🤖 AI Summary
Securely deploying untrusted AI agents in data lakehouse environments faces critical challenges—including lack of trust, behavioral unpredictability, and governance complexity—particularly for sensitive workloads.
Method: We propose a programming-first “zero-trust AI agent” architecture that innovatively extends data branching and declarative environment configuration to the AI agent layer, and introduces a lightweight, formal verification mechanism inspired by proof-carrying code (PCC) to ensure agent behavior is verifiable, reproducible, and auditable.

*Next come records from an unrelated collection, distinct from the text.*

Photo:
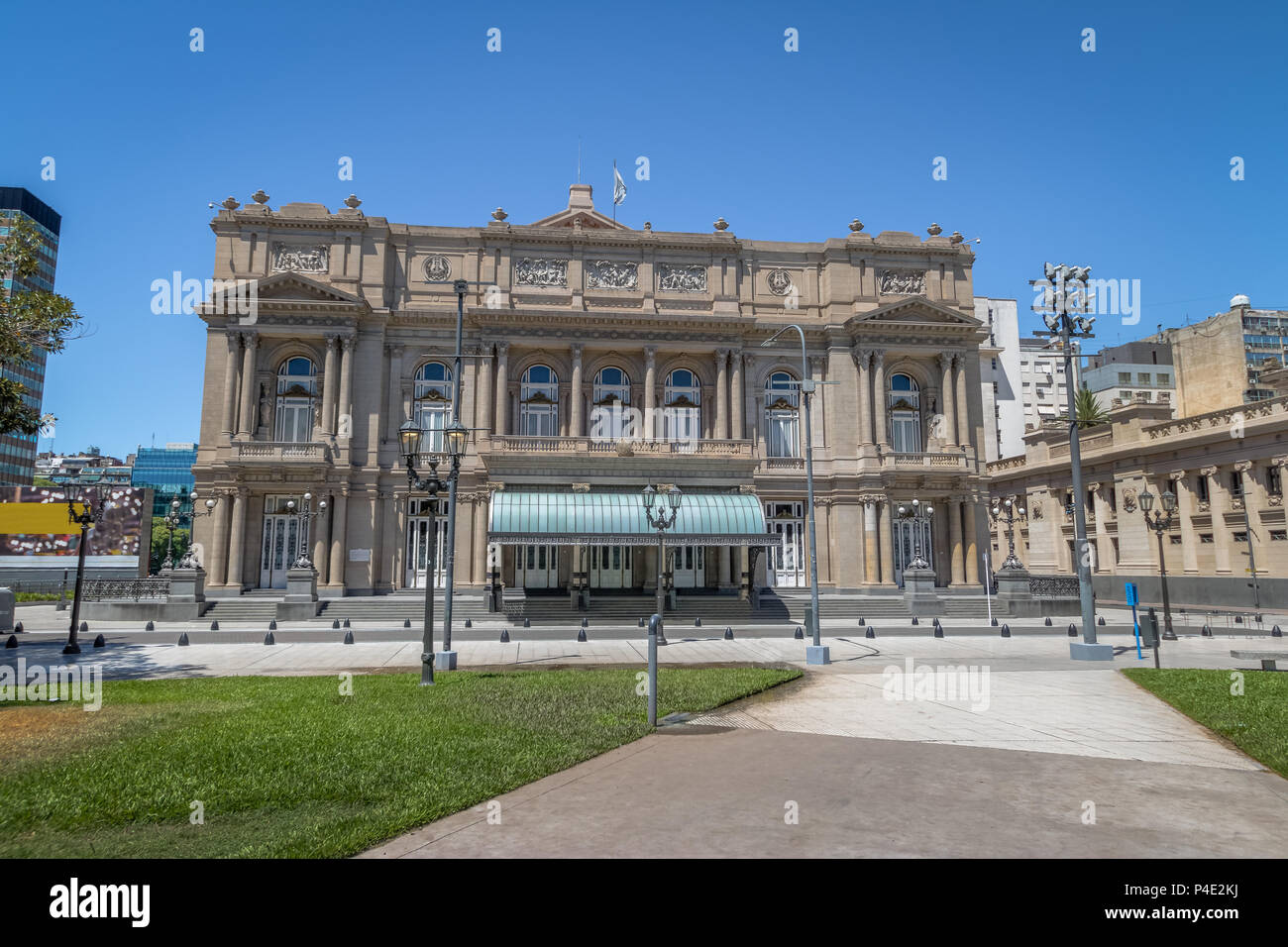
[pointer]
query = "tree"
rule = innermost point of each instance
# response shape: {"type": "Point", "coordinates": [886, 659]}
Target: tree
{"type": "Point", "coordinates": [30, 320]}
{"type": "Point", "coordinates": [1087, 408]}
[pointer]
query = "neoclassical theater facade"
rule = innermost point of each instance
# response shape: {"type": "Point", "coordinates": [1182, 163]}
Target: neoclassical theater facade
{"type": "Point", "coordinates": [597, 359]}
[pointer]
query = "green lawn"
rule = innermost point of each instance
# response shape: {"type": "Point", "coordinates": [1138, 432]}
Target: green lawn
{"type": "Point", "coordinates": [1256, 722]}
{"type": "Point", "coordinates": [287, 767]}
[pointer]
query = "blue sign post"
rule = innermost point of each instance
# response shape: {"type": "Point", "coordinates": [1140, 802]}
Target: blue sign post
{"type": "Point", "coordinates": [1134, 620]}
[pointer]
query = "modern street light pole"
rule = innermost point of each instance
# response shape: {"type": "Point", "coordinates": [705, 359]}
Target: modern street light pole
{"type": "Point", "coordinates": [1065, 299]}
{"type": "Point", "coordinates": [815, 655]}
{"type": "Point", "coordinates": [1160, 522]}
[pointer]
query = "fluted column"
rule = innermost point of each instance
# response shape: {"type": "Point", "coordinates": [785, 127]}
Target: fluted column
{"type": "Point", "coordinates": [237, 543]}
{"type": "Point", "coordinates": [344, 410]}
{"type": "Point", "coordinates": [954, 540]}
{"type": "Point", "coordinates": [578, 424]}
{"type": "Point", "coordinates": [721, 393]}
{"type": "Point", "coordinates": [879, 410]}
{"type": "Point", "coordinates": [330, 385]}
{"type": "Point", "coordinates": [948, 398]}
{"type": "Point", "coordinates": [964, 434]}
{"type": "Point", "coordinates": [971, 543]}
{"type": "Point", "coordinates": [230, 421]}
{"type": "Point", "coordinates": [502, 388]}
{"type": "Point", "coordinates": [394, 418]}
{"type": "Point", "coordinates": [649, 392]}
{"type": "Point", "coordinates": [735, 398]}
{"type": "Point", "coordinates": [246, 418]}
{"type": "Point", "coordinates": [339, 523]}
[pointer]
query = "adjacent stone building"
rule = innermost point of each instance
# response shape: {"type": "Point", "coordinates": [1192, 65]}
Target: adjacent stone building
{"type": "Point", "coordinates": [596, 360]}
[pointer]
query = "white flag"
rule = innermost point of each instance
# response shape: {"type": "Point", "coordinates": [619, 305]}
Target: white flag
{"type": "Point", "coordinates": [618, 185]}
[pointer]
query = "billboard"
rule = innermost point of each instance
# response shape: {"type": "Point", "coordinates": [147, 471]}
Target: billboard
{"type": "Point", "coordinates": [35, 531]}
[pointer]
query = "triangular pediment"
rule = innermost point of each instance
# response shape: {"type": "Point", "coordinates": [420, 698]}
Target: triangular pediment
{"type": "Point", "coordinates": [915, 311]}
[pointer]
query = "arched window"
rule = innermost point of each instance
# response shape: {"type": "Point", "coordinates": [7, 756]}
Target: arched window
{"type": "Point", "coordinates": [539, 402]}
{"type": "Point", "coordinates": [782, 418]}
{"type": "Point", "coordinates": [682, 402]}
{"type": "Point", "coordinates": [612, 401]}
{"type": "Point", "coordinates": [296, 388]}
{"type": "Point", "coordinates": [432, 403]}
{"type": "Point", "coordinates": [905, 403]}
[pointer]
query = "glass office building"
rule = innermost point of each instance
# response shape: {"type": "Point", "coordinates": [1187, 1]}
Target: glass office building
{"type": "Point", "coordinates": [168, 472]}
{"type": "Point", "coordinates": [18, 451]}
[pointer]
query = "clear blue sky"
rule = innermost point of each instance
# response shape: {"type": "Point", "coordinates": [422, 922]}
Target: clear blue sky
{"type": "Point", "coordinates": [1117, 158]}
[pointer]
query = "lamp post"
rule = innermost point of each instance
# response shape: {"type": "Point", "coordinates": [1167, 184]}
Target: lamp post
{"type": "Point", "coordinates": [85, 519]}
{"type": "Point", "coordinates": [918, 514]}
{"type": "Point", "coordinates": [816, 655]}
{"type": "Point", "coordinates": [661, 517]}
{"type": "Point", "coordinates": [1064, 300]}
{"type": "Point", "coordinates": [1160, 522]}
{"type": "Point", "coordinates": [408, 441]}
{"type": "Point", "coordinates": [301, 561]}
{"type": "Point", "coordinates": [1013, 514]}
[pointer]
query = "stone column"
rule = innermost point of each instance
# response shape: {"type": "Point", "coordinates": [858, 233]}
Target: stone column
{"type": "Point", "coordinates": [344, 408]}
{"type": "Point", "coordinates": [947, 397]}
{"type": "Point", "coordinates": [870, 541]}
{"type": "Point", "coordinates": [330, 381]}
{"type": "Point", "coordinates": [246, 419]}
{"type": "Point", "coordinates": [954, 538]}
{"type": "Point", "coordinates": [1185, 510]}
{"type": "Point", "coordinates": [502, 388]}
{"type": "Point", "coordinates": [863, 360]}
{"type": "Point", "coordinates": [576, 424]}
{"type": "Point", "coordinates": [964, 436]}
{"type": "Point", "coordinates": [230, 421]}
{"type": "Point", "coordinates": [237, 543]}
{"type": "Point", "coordinates": [721, 394]}
{"type": "Point", "coordinates": [339, 523]}
{"type": "Point", "coordinates": [971, 544]}
{"type": "Point", "coordinates": [885, 539]}
{"type": "Point", "coordinates": [394, 403]}
{"type": "Point", "coordinates": [735, 398]}
{"type": "Point", "coordinates": [483, 407]}
{"type": "Point", "coordinates": [879, 411]}
{"type": "Point", "coordinates": [649, 392]}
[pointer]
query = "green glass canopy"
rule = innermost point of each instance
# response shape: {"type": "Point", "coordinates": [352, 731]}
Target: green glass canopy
{"type": "Point", "coordinates": [617, 518]}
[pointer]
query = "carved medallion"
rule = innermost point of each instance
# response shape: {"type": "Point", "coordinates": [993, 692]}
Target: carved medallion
{"type": "Point", "coordinates": [609, 274]}
{"type": "Point", "coordinates": [300, 260]}
{"type": "Point", "coordinates": [780, 282]}
{"type": "Point", "coordinates": [437, 268]}
{"type": "Point", "coordinates": [677, 278]}
{"type": "Point", "coordinates": [541, 272]}
{"type": "Point", "coordinates": [903, 282]}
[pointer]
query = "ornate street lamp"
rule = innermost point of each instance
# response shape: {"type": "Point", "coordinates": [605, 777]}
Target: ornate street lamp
{"type": "Point", "coordinates": [661, 517]}
{"type": "Point", "coordinates": [1160, 522]}
{"type": "Point", "coordinates": [1012, 514]}
{"type": "Point", "coordinates": [410, 440]}
{"type": "Point", "coordinates": [1064, 303]}
{"type": "Point", "coordinates": [305, 514]}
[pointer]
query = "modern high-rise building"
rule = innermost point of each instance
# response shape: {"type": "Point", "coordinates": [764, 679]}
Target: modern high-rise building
{"type": "Point", "coordinates": [18, 451]}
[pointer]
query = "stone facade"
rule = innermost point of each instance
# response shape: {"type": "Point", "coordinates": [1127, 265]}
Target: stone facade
{"type": "Point", "coordinates": [353, 331]}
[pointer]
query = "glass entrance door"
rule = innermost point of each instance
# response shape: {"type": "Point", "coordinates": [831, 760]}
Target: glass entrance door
{"type": "Point", "coordinates": [610, 567]}
{"type": "Point", "coordinates": [905, 547]}
{"type": "Point", "coordinates": [537, 567]}
{"type": "Point", "coordinates": [279, 548]}
{"type": "Point", "coordinates": [690, 567]}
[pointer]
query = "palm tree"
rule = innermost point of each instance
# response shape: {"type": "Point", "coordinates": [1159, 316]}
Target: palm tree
{"type": "Point", "coordinates": [1087, 408]}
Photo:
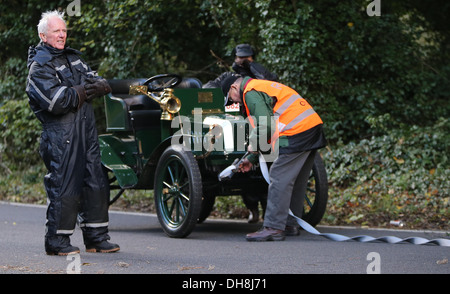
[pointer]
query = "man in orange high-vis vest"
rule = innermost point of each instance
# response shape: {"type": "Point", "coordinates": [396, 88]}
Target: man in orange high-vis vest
{"type": "Point", "coordinates": [298, 133]}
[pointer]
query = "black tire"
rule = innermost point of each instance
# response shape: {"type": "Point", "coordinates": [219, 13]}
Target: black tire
{"type": "Point", "coordinates": [316, 194]}
{"type": "Point", "coordinates": [178, 191]}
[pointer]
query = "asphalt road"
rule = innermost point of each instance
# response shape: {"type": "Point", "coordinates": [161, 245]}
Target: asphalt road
{"type": "Point", "coordinates": [215, 247]}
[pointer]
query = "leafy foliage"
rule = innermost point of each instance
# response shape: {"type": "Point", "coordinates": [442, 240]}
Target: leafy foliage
{"type": "Point", "coordinates": [402, 173]}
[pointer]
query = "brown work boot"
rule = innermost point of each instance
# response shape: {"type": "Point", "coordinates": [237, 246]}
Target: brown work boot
{"type": "Point", "coordinates": [266, 234]}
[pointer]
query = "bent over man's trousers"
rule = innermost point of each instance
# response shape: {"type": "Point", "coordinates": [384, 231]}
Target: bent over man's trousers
{"type": "Point", "coordinates": [289, 176]}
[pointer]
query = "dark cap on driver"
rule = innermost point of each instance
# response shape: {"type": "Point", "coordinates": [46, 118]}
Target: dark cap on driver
{"type": "Point", "coordinates": [225, 85]}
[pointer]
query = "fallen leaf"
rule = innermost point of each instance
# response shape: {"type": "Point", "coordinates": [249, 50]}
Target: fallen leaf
{"type": "Point", "coordinates": [442, 261]}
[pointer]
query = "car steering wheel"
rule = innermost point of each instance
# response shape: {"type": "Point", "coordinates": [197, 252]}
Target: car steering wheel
{"type": "Point", "coordinates": [159, 82]}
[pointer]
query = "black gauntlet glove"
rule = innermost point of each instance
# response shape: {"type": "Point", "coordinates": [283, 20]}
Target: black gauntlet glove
{"type": "Point", "coordinates": [96, 88]}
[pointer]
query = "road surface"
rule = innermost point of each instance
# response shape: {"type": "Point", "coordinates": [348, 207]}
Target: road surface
{"type": "Point", "coordinates": [214, 247]}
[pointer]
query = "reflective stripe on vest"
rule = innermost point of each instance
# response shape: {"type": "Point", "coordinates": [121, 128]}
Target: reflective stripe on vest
{"type": "Point", "coordinates": [293, 113]}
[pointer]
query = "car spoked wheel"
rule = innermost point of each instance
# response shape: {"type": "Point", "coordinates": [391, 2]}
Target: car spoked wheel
{"type": "Point", "coordinates": [178, 191]}
{"type": "Point", "coordinates": [316, 194]}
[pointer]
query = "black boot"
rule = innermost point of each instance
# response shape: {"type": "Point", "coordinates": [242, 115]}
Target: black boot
{"type": "Point", "coordinates": [59, 245]}
{"type": "Point", "coordinates": [103, 247]}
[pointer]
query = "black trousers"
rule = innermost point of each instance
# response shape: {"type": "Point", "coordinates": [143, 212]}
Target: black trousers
{"type": "Point", "coordinates": [75, 183]}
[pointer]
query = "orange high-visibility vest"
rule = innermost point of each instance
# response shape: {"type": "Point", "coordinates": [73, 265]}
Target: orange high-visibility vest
{"type": "Point", "coordinates": [293, 113]}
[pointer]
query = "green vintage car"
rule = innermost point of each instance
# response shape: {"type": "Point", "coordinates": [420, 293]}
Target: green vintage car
{"type": "Point", "coordinates": [169, 134]}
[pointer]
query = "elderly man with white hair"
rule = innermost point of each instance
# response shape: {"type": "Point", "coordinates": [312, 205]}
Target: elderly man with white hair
{"type": "Point", "coordinates": [60, 87]}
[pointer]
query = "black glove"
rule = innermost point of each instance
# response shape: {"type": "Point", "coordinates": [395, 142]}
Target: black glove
{"type": "Point", "coordinates": [96, 88]}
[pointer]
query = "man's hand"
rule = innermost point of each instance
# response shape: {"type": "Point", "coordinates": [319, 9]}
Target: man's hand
{"type": "Point", "coordinates": [245, 166]}
{"type": "Point", "coordinates": [96, 88]}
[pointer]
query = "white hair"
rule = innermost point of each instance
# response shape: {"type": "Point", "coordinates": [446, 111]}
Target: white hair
{"type": "Point", "coordinates": [43, 23]}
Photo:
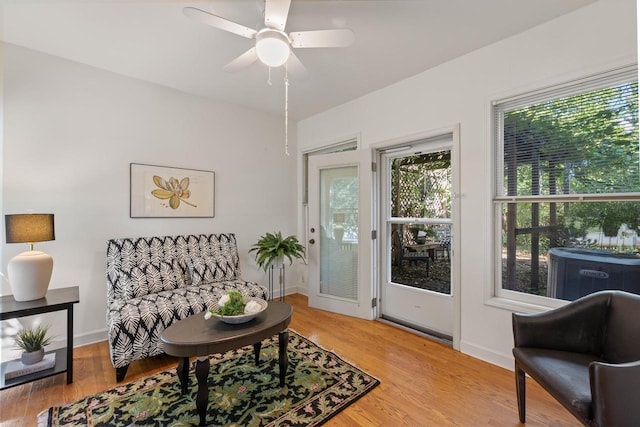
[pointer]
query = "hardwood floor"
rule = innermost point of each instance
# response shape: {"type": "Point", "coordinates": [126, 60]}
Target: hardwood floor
{"type": "Point", "coordinates": [423, 383]}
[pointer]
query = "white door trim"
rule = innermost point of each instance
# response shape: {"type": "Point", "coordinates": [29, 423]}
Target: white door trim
{"type": "Point", "coordinates": [454, 132]}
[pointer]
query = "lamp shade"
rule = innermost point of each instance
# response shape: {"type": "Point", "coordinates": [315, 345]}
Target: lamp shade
{"type": "Point", "coordinates": [29, 272]}
{"type": "Point", "coordinates": [29, 228]}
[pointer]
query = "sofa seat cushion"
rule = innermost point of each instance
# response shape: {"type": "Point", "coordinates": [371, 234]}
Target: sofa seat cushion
{"type": "Point", "coordinates": [565, 375]}
{"type": "Point", "coordinates": [135, 324]}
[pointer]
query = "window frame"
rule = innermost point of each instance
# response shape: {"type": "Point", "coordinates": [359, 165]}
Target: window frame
{"type": "Point", "coordinates": [511, 299]}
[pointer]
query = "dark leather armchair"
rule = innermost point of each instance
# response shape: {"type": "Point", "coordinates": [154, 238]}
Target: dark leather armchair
{"type": "Point", "coordinates": [586, 354]}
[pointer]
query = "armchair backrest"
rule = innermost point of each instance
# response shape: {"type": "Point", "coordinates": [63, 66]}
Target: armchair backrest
{"type": "Point", "coordinates": [622, 340]}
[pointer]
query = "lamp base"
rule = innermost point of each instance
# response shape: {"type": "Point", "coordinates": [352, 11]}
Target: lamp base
{"type": "Point", "coordinates": [29, 275]}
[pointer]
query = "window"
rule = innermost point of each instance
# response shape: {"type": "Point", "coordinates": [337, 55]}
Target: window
{"type": "Point", "coordinates": [567, 189]}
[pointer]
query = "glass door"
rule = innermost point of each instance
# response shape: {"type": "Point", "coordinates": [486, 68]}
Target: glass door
{"type": "Point", "coordinates": [340, 244]}
{"type": "Point", "coordinates": [416, 197]}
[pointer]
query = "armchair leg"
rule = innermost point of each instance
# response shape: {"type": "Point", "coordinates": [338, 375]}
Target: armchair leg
{"type": "Point", "coordinates": [121, 372]}
{"type": "Point", "coordinates": [520, 392]}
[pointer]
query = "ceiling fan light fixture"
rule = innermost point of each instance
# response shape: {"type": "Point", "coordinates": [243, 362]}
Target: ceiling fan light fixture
{"type": "Point", "coordinates": [272, 47]}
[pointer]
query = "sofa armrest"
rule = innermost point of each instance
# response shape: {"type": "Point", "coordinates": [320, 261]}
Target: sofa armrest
{"type": "Point", "coordinates": [614, 393]}
{"type": "Point", "coordinates": [576, 327]}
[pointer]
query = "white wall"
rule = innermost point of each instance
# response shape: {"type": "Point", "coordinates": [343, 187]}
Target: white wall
{"type": "Point", "coordinates": [594, 38]}
{"type": "Point", "coordinates": [70, 132]}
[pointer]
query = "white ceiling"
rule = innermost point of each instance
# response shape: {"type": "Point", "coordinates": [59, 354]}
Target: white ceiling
{"type": "Point", "coordinates": [156, 42]}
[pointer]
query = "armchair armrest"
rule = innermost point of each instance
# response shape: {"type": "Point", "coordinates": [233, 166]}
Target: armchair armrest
{"type": "Point", "coordinates": [577, 327]}
{"type": "Point", "coordinates": [614, 393]}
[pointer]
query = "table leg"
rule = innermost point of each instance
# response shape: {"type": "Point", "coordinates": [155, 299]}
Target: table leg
{"type": "Point", "coordinates": [256, 351]}
{"type": "Point", "coordinates": [70, 344]}
{"type": "Point", "coordinates": [183, 374]}
{"type": "Point", "coordinates": [283, 357]}
{"type": "Point", "coordinates": [202, 398]}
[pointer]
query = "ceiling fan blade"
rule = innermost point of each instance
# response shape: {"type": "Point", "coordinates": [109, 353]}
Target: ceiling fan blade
{"type": "Point", "coordinates": [275, 13]}
{"type": "Point", "coordinates": [295, 67]}
{"type": "Point", "coordinates": [322, 38]}
{"type": "Point", "coordinates": [218, 22]}
{"type": "Point", "coordinates": [247, 58]}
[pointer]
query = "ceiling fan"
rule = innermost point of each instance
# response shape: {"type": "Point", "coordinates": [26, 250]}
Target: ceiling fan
{"type": "Point", "coordinates": [272, 44]}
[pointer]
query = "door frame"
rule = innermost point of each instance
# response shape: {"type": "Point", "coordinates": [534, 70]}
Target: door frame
{"type": "Point", "coordinates": [398, 143]}
{"type": "Point", "coordinates": [361, 307]}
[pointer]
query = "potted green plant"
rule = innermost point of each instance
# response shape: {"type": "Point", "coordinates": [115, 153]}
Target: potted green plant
{"type": "Point", "coordinates": [32, 341]}
{"type": "Point", "coordinates": [272, 248]}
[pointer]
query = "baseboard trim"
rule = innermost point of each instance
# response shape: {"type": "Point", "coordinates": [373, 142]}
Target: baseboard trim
{"type": "Point", "coordinates": [490, 356]}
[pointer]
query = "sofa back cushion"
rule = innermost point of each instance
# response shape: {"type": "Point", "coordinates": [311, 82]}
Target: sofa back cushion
{"type": "Point", "coordinates": [622, 342]}
{"type": "Point", "coordinates": [147, 265]}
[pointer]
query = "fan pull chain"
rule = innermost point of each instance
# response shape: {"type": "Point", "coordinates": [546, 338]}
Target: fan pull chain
{"type": "Point", "coordinates": [286, 109]}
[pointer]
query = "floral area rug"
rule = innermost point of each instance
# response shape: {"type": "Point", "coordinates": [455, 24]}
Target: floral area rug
{"type": "Point", "coordinates": [319, 384]}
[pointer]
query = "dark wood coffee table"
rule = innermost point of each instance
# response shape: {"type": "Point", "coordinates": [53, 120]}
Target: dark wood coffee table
{"type": "Point", "coordinates": [195, 336]}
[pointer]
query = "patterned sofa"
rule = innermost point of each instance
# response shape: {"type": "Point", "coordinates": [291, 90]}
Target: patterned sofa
{"type": "Point", "coordinates": [153, 282]}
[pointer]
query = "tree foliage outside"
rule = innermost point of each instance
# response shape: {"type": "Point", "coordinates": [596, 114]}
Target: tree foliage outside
{"type": "Point", "coordinates": [584, 144]}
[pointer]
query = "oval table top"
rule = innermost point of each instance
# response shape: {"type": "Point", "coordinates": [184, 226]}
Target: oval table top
{"type": "Point", "coordinates": [197, 336]}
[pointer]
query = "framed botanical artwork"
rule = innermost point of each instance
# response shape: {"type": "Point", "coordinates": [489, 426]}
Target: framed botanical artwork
{"type": "Point", "coordinates": [167, 192]}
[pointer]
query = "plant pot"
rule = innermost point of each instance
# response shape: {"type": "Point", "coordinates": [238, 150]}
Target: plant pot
{"type": "Point", "coordinates": [32, 357]}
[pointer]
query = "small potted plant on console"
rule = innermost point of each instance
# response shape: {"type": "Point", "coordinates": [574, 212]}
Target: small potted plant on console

Contribution: Our prototype system, evaluated on real production data, demonstrates that AI agents can safely repair data pipelines while reducing the attack surface by 62%. This work delivers the first systematic solution that simultaneously achieves strong security guarantees and engineering feasibility for building autonomous, trustworthy, and governable AI-native lakehouses.
📝 Abstract
Data lakehouses run sensitive workloads, where AI-driven automation raises concerns about trust, correctness, and governance. We argue that API-first, programmable lakehouses provide the right abstractions for safe-by-design, agentic workflows. Using Bauplan as a case study, we show how data branching and declarative environments extend naturally to agents, enabling reproducibility and observability while reducing the attack surface. We present a proof-of-concept in which agents repair data pipelines using correctness checks inspired by proof-carrying code. Our prototype demonstrates that untrusted AI agents can operate safely on production data and outlines a path toward a fully agentic lakehouse.